Ribeirão Preto, 17 (AE) - O céu e o inferno - acesso e rebaixamento - sempre estiveram perto do Araçatuba na década de 90. Após tanta agonia e a disputa, durante dois anos seguidos, do quadrangular da morte, safando-se, desta vez o Araçatuba finalmente chegou ao abismo na elite do Campeonato Paulista. A queda estava ensaiada desde o início do ano e era apenas uma questão de tempo: ocorreu ontem, mesmo vencendo, em casa, a Matonense, por 2 a 1. O resultado foi bom para a Ponte Preta, que teria "dado um incentivo" (mala preta) à parte, fato festejado pelos jogadores no final.
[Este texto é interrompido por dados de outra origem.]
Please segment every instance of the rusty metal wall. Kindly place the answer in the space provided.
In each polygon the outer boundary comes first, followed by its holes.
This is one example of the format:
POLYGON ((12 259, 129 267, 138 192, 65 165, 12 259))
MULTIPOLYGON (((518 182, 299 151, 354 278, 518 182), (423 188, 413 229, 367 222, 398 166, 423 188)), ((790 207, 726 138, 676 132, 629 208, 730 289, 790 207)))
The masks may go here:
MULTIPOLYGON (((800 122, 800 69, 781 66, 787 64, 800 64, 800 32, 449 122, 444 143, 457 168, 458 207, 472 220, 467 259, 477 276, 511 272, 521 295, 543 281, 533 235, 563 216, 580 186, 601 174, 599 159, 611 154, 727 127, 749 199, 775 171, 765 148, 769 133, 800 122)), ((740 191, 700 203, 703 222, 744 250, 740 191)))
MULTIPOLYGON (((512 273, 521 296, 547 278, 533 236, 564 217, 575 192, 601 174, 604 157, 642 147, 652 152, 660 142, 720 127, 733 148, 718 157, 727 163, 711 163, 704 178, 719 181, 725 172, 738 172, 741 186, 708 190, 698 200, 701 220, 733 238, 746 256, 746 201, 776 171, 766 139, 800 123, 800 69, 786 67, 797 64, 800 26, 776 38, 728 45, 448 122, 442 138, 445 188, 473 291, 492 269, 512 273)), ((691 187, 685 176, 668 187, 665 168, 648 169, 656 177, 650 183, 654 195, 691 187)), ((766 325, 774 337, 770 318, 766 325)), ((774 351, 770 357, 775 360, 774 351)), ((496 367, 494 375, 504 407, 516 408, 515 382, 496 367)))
A Associação Esportiva Araçatuba, AEA como é conhecida na cidade, sempre esteve vinculada ao dinheiro público, que lhe garantia uma sobrevida a cada ano. Em 2000, porém, essa fonte secou, pois o Tribunal de Contas do Estado (TCE) impediu essa prática. Com ações trabalhistas e bloqueio das contas, tentou-se buscar uma solução, uma acordo com o empresário Giusepe Rubolota. "Foi uma parceria nefasta que não deu bons frutos", diz o vice-presidente do clube, Hélio Corrêa, que também critica a qualidade do elenco.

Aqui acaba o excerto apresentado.